Step 1: Setting Up Your Local LLM with Ollama
First, let’s get a powerful language model running on your machine. Ollama makes this process a breeze.
Install Ollama
On macOS or Linux, open your terminal and run the official installation script:
# Download and install Ollama
curl -fsSL https://ollama.com/install.sh | sh
For Windows, you can download the installer from the Ollama website.
Pull a Model
With Ollama installed, you can now pull a model from the Ollama library. We’ll use Llama 3’s 8B instruction-tuned version. It’s powerful enough for complex DevOps tasks and runs well on most modern laptops.

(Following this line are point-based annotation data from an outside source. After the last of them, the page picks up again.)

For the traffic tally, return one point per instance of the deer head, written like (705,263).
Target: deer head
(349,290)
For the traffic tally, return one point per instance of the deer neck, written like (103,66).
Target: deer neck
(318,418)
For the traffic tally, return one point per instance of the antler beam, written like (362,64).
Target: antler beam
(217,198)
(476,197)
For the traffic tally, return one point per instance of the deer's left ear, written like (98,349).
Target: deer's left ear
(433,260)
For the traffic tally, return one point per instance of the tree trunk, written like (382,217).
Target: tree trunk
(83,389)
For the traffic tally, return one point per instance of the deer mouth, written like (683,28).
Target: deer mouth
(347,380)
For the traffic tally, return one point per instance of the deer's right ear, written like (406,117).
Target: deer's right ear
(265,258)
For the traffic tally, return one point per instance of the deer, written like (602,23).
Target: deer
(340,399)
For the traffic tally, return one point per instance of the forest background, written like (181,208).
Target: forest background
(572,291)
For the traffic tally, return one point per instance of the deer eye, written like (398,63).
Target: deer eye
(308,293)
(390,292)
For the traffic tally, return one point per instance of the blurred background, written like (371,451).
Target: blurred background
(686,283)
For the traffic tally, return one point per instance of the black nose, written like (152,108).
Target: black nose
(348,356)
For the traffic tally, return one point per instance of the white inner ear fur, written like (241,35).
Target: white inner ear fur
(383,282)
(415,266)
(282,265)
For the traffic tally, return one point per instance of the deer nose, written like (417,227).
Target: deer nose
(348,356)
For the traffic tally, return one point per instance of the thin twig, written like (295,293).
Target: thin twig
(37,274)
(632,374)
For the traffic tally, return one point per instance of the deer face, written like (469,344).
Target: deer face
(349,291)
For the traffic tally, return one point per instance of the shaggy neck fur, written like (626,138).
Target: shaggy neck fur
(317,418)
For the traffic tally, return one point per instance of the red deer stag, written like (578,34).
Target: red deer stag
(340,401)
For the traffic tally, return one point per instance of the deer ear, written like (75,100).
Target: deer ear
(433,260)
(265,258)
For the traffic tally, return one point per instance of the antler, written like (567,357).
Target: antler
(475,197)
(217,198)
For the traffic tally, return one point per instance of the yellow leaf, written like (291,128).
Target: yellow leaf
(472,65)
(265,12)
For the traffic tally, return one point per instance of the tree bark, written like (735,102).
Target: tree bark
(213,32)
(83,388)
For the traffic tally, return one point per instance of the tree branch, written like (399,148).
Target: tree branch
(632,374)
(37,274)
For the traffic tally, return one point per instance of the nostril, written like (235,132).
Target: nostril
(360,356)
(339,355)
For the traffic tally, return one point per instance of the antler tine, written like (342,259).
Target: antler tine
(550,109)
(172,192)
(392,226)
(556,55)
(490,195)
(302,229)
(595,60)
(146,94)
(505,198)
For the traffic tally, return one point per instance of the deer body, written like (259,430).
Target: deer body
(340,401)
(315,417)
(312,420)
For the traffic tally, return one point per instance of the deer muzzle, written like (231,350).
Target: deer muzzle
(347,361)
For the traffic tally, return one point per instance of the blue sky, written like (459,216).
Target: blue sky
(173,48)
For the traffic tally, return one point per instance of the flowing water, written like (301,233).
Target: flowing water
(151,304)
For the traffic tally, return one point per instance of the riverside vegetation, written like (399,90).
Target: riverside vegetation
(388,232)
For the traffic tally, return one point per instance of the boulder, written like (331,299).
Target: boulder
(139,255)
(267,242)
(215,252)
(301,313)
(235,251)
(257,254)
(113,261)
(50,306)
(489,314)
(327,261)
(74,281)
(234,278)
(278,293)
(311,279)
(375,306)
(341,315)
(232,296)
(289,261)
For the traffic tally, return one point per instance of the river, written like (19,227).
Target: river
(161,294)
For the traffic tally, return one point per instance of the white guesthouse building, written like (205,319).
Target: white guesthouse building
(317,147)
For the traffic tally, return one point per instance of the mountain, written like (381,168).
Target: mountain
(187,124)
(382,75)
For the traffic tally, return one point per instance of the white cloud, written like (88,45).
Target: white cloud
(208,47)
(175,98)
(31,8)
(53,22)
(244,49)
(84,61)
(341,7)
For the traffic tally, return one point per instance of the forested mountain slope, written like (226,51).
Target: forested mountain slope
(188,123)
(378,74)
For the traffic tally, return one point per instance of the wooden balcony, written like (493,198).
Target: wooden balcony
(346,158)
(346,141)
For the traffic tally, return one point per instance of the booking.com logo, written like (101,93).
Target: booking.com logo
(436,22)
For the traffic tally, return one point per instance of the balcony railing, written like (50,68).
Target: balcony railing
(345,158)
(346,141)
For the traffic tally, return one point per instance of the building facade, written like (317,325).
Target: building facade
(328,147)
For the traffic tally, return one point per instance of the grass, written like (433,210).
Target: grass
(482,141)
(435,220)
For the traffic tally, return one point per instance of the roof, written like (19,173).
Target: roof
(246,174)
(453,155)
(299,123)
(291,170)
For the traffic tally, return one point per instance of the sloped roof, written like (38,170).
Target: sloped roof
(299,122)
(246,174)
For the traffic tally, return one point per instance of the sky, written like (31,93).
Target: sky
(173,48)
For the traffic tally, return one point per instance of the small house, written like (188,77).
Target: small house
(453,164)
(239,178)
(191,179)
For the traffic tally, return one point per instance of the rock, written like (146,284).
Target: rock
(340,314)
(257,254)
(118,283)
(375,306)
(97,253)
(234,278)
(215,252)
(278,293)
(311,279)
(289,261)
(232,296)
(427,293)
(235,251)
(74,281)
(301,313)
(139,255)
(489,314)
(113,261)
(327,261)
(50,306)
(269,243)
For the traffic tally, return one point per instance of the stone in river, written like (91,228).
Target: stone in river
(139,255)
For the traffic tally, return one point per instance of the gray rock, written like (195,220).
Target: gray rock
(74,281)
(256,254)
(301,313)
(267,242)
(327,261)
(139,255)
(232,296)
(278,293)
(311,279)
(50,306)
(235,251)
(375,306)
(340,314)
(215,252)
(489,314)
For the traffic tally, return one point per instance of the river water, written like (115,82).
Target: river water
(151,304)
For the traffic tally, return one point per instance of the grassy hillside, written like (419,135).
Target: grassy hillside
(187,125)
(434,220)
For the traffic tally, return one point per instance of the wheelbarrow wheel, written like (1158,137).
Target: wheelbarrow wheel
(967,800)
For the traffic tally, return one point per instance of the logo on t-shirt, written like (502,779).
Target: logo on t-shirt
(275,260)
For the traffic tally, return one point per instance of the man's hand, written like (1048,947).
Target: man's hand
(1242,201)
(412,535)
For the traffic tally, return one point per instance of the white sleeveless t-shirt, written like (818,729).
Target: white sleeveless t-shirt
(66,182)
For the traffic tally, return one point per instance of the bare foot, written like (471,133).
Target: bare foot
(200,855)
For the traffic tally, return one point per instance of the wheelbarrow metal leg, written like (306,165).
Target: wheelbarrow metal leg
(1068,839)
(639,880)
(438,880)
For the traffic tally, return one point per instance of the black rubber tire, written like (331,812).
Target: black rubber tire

# Download the Llama 3 8B instruction-tuned model
ollama pull llama3:8b-instruct
This download is several gigabytes, so it may take a few minutes depending on your internet connection. You can also try other models like codellama for a more code-focused assistant or mistral for a different flavor of performance.
Test the Model
You can immediately chat with your model directly from the command line to ensure it’s working.
# Start a chat session with the model
ollama run llama3:8b-instruct
Try asking it a simple DevOps question:
What does
kubectl rollout restart deploymentdo?
You should get a concise and accurate answer. To exit the chat, type /bye.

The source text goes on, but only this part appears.